The one he rejects is to continue to rely on individual governments' unilateral "ability to cut off nuclear fuel services on political grounds, such as human rights abuses or other valid concerns about another government's conduct."
He says that
[U]ranium enrichment and plutonium separation technologies are complex and expensive. So nations that seek nuclear energy but not weapons may opt to buy or lease nuclear fuel rather than building their own plants, just as most have opted to buy or lease (rather than build) their own commercial airliners.
Such "nuclear fuel services" represent a pipeline, not for oil but for nuclear fuel, whose "tap" may at present be cut off by, say, the United States government acting unilaterally. If Iran or North Korea misbehave, turn off the tap. That kind of thing.
Poneman opposes that sort of policy-waging on the grounds that it only forces the more antisocial regimes on the world scene to go it alone. That would be counterproductive. Better, Poneman says, to put the matter in the hands of the International Atomic Energy Agency: "guarantees could be backed by the [IAEA], which can serve as the supplier of last resort as well as the appropriate authority to judge whether a material breach has occurred."
The IAEA would thus guarantee that, say, Country X, absent "a material breach of their nonproliferation obligations," would have a reliable supply of nuclear fuel for its civilian reactors. If individual countries such as the U.S. try to cut X off, nuclearly speaking, IAEA would undertake to fill the gap — again, absent "a material breach" of X's "nonproliferation obligations."
Who would serve as "the appropriate authority to judge whether a material breach has occurred"? Again, the IAEA.

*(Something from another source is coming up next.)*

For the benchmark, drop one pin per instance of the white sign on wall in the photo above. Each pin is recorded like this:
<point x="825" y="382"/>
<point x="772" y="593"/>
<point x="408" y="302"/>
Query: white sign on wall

Some might react to Poneman's proposal as internationalism run amok. oldstyleliberal thinks it might work ... particularly if the U.S. can sign on the dotted line along with the United Kingdom, the European Union, Russia, China, and other global bigshots. It's destabilizing to keep on with the present order of things, in which, when a country like Iran seems (maybe) bent on diverting civilian nuclear materials/technology into a weapons program, policy wonks in the U.S. start talking about bombing the hell out of the country as a prophylactic gesture.
Better to encourage countries that are truly committed to peaceable nuclear power uses to tap into the global pipeline in full confidence that as long as they stay peaceable, the valve will not be shut off.